High/Total Spinal Anesthesia
High or total spinal anesthesia may result from the inadvertent subarachnoid injection of a large “epidural” dose of local anesthetic, inadvertent subdural injection, or as a result of “overdosing” an epidural anesthetic. This results in hypotension, dyspnea, inability to speak, and loss of consciousness. Treatment is support of ventilation and circulation until the block dissipates.
Space-Occupying Lesions of the Spinal Canal
Epidural/spinal abscesses or hematomas are rare complications of regional anesthesia. Hematomas are more likely to occur in patients with abnormal hemostasis.284 Although these hematomas are rare, timely diagnosis and treatment are essential to prevent permanent neurologic deficits. Signs and symptoms include backache, lower extremity sensory and motor deficits, bowel and bladder dysfunction, fever, and malaise. Separately, these signs and symptoms are not unusual after labor and delivery; therefore, a high index of suspicion must be maintained.
Meningitis is rare after dural puncture.380 The source of infection may be exogenous or endogenous. Meningitis has been reported after labor analgesia CSE.171 Currently, it is not clear whether the risk of meningitis is higher after CSE or the recent case reports are a reporting phenomena of a new technique.
Postpartum lower extremity nerve injury may be secondary to intrinsic maternal palsy, arising from the birth process, or secondary to neuraxial analgesia. Nerve injury secondary to epidural or spinal anesthesia is rare and often associated with paresthesia during initiation of the block.381 A recent prospective study found a 1% incidence of intrinsic maternal palsy after labor and delivery.382 The most common injuries were to the lateral femoral cutaneous nerve (lateral thigh numbness) and femoral nerve (anterior thigh numbness and weakness of knee extension and hip flexion). Fortunately, both intrinsic maternal palsy and iatrogenic injuries usually resolve spontaneously.
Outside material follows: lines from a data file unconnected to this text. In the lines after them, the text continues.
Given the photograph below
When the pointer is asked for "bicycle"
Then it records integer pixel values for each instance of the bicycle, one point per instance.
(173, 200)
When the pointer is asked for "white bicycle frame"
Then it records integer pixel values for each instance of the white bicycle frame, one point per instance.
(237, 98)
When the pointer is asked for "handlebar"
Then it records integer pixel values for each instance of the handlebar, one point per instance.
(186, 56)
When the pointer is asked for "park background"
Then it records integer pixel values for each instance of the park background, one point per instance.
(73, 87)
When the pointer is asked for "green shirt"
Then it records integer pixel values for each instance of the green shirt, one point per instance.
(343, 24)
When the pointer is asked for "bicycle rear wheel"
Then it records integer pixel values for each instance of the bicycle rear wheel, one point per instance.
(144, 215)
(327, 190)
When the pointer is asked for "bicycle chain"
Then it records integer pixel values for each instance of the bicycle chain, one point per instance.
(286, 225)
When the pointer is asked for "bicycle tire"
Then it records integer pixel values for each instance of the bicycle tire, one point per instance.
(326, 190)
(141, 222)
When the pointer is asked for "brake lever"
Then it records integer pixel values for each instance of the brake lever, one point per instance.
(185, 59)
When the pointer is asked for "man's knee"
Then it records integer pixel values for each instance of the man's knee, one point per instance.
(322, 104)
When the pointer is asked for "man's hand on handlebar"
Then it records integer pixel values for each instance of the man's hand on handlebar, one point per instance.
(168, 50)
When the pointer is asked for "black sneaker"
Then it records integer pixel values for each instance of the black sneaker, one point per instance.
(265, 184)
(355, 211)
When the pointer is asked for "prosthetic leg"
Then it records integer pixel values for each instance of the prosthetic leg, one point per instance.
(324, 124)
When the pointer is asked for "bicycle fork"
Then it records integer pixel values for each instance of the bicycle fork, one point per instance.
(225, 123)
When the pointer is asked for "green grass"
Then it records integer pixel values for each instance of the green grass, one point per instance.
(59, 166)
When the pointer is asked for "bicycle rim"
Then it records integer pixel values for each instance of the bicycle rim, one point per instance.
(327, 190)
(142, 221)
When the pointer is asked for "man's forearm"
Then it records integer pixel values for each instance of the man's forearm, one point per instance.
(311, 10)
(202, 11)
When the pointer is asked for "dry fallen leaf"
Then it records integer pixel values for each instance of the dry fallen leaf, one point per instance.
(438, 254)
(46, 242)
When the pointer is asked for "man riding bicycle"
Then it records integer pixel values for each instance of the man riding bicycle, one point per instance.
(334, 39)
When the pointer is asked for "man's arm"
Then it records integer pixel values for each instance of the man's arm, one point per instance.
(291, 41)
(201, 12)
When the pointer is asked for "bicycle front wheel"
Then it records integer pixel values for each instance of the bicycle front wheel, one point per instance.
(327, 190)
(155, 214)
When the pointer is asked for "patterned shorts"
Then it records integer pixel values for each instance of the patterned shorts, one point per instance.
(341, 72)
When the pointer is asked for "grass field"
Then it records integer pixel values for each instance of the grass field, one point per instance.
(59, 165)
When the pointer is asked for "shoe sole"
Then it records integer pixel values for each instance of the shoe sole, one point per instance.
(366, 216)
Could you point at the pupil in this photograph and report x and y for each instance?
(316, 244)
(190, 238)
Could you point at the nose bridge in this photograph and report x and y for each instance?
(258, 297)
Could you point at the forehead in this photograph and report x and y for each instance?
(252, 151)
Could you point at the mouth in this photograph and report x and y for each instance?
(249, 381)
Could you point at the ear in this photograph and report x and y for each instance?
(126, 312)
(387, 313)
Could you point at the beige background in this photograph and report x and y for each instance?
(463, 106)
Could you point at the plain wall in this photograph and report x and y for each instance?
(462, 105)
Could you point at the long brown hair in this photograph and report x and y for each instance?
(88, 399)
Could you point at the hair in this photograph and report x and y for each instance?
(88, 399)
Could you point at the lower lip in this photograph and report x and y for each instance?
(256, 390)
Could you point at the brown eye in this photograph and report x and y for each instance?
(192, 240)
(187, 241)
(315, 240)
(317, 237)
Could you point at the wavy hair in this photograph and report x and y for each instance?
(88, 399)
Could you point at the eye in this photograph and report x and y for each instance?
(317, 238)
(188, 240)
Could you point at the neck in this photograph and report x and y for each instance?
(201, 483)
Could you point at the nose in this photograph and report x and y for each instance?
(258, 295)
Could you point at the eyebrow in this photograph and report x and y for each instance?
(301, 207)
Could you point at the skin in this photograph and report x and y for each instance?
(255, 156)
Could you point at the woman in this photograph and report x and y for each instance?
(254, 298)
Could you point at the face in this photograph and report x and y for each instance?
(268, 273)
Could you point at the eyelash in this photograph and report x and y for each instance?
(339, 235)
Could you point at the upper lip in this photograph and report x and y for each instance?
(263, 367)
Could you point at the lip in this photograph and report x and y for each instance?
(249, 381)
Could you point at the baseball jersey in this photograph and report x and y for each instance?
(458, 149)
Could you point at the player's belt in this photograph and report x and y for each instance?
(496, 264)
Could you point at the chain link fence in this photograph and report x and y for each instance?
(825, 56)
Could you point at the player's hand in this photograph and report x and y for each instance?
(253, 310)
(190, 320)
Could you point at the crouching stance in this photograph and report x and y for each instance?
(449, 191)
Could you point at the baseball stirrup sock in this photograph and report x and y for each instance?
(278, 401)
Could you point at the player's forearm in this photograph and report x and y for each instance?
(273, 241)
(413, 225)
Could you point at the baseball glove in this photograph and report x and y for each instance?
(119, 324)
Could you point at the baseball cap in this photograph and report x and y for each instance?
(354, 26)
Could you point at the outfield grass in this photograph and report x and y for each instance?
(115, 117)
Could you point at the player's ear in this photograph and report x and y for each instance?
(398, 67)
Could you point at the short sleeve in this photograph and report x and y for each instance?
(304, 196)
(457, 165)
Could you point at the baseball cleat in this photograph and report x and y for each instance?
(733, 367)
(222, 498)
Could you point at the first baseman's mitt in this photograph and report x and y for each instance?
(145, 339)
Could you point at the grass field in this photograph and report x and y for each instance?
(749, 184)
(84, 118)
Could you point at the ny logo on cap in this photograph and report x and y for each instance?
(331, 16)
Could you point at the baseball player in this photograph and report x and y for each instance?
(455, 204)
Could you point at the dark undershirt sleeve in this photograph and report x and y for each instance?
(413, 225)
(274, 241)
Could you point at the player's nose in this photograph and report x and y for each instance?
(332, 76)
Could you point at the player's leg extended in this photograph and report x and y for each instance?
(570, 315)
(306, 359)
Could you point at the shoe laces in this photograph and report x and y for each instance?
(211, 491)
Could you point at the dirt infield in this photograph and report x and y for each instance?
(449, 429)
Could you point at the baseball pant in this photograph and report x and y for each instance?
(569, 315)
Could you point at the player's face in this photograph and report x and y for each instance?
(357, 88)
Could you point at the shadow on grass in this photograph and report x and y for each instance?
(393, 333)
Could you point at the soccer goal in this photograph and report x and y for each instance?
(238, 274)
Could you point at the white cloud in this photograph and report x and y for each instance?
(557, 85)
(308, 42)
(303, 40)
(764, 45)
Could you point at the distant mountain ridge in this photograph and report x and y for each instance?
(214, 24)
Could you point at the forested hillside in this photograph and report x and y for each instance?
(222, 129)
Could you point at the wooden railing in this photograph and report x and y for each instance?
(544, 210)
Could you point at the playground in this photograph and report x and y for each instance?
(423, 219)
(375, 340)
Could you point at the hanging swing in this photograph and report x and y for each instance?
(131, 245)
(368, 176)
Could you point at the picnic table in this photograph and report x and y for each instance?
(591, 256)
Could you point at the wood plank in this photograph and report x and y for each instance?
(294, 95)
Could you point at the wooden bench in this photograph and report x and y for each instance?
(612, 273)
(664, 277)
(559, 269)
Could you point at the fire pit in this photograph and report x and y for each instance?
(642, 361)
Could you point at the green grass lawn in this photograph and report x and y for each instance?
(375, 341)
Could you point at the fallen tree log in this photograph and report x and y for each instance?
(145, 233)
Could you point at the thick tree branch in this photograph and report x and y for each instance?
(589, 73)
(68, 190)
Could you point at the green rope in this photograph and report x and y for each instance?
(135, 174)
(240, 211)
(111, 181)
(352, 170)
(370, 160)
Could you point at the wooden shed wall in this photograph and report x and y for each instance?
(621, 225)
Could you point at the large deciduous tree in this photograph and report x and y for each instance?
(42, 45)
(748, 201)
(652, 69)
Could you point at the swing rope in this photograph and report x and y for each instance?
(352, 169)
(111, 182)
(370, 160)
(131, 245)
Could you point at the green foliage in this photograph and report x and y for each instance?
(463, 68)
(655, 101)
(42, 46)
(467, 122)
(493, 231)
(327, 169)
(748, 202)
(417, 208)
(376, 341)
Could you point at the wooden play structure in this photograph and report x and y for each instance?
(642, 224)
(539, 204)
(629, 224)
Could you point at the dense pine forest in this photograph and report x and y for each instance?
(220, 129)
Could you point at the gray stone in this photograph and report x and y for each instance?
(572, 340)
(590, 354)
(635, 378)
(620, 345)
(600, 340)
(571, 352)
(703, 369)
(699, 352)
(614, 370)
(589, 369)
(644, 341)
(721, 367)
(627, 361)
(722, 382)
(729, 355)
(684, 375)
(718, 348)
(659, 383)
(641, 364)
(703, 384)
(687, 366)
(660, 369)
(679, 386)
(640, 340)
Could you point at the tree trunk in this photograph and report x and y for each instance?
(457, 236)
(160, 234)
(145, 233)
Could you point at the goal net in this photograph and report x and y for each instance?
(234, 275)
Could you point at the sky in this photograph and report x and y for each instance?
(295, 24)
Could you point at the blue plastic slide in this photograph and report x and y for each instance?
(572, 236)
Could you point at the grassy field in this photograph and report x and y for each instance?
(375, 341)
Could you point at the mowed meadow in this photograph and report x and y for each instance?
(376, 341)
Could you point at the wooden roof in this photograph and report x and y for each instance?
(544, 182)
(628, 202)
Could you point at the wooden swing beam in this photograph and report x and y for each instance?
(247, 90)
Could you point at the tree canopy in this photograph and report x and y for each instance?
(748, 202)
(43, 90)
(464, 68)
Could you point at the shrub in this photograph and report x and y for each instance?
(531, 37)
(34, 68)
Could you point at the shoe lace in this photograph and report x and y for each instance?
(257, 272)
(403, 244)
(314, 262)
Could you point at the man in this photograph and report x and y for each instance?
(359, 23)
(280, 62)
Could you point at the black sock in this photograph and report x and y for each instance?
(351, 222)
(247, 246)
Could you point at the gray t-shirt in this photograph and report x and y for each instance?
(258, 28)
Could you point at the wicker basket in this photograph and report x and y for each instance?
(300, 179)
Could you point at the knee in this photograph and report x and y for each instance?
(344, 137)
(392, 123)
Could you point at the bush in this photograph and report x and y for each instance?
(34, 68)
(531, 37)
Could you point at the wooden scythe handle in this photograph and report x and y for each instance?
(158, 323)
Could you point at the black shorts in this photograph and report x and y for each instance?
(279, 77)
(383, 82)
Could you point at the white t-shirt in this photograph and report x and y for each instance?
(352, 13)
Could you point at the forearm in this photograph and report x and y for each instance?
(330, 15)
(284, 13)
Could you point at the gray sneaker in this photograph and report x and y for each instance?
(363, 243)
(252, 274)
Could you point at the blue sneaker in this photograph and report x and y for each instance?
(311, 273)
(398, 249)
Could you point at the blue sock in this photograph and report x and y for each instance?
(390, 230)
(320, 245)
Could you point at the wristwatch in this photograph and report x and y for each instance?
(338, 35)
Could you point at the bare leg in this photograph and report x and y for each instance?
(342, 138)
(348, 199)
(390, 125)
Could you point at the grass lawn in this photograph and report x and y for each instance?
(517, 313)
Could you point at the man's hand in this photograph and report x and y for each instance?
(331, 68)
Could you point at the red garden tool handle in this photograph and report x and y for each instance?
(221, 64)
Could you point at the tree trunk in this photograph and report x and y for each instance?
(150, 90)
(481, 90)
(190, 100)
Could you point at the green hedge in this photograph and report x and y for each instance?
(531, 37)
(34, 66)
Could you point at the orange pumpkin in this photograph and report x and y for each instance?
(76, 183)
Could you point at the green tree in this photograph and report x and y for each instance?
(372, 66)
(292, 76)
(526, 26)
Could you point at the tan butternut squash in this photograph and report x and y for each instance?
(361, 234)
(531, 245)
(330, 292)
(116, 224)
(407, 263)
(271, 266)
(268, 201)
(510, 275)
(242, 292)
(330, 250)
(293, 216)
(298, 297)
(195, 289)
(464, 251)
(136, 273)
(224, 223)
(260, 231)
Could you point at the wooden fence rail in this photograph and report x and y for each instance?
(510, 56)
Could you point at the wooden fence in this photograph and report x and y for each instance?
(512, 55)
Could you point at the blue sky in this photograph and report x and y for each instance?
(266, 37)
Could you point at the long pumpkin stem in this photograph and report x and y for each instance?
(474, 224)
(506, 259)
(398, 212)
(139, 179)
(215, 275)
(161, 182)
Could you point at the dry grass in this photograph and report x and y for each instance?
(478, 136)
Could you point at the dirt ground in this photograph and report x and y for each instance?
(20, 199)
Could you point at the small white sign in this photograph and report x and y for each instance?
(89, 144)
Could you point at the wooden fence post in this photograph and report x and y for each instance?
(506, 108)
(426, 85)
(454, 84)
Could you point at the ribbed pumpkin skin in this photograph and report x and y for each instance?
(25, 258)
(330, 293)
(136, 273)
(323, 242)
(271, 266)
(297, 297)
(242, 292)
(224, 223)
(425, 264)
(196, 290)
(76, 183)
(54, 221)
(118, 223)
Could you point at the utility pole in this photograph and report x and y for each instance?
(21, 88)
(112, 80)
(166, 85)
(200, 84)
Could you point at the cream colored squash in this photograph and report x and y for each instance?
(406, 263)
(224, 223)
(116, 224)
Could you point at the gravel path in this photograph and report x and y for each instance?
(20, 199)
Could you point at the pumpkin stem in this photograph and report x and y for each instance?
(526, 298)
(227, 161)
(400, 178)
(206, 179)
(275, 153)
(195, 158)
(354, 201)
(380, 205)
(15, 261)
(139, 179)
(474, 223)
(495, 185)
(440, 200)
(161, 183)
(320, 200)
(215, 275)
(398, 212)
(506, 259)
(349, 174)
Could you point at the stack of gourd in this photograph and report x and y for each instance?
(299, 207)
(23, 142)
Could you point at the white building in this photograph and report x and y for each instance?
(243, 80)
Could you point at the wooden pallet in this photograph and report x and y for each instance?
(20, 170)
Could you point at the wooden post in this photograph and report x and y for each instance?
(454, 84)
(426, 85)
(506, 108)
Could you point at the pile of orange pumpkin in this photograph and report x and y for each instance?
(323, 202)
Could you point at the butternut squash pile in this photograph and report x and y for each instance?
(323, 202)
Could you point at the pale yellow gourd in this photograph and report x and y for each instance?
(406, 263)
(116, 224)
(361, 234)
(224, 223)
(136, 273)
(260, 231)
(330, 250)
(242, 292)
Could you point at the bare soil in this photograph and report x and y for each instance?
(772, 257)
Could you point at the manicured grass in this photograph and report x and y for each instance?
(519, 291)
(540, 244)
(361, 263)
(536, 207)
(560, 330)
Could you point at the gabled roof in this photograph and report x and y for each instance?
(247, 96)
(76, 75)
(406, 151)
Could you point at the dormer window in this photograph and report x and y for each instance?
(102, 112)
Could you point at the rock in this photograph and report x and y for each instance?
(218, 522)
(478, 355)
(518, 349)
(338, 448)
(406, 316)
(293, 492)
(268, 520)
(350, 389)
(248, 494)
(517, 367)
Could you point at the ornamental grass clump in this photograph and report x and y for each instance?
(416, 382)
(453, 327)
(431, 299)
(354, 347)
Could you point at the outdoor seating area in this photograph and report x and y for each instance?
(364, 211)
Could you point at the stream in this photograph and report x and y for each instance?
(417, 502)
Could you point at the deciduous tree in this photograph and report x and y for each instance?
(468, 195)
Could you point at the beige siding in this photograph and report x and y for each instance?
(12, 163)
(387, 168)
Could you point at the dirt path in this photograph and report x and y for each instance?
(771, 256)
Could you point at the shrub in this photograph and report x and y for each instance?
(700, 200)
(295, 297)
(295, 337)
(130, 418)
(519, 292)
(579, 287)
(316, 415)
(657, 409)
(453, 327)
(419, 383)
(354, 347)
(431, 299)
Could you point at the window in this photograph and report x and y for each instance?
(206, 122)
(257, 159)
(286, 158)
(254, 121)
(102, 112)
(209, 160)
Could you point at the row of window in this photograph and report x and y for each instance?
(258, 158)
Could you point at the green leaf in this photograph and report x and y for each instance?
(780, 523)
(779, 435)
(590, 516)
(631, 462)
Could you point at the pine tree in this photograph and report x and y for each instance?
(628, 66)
Childbirth is one of the most painful experiences a woman is likely to encounter in her lifetime. Fortunately, analgesic techniques exist that reduce or ameliorate labor pain. Neuraxial labor analgesia offers the most complete analgesia and is safe and reliable.
Anesthesia-related maternal morbidity and mortality have decreased steadily in recent years. This may be a result of the more widespread use of regional analgesia and anesthesia in obstetric patients.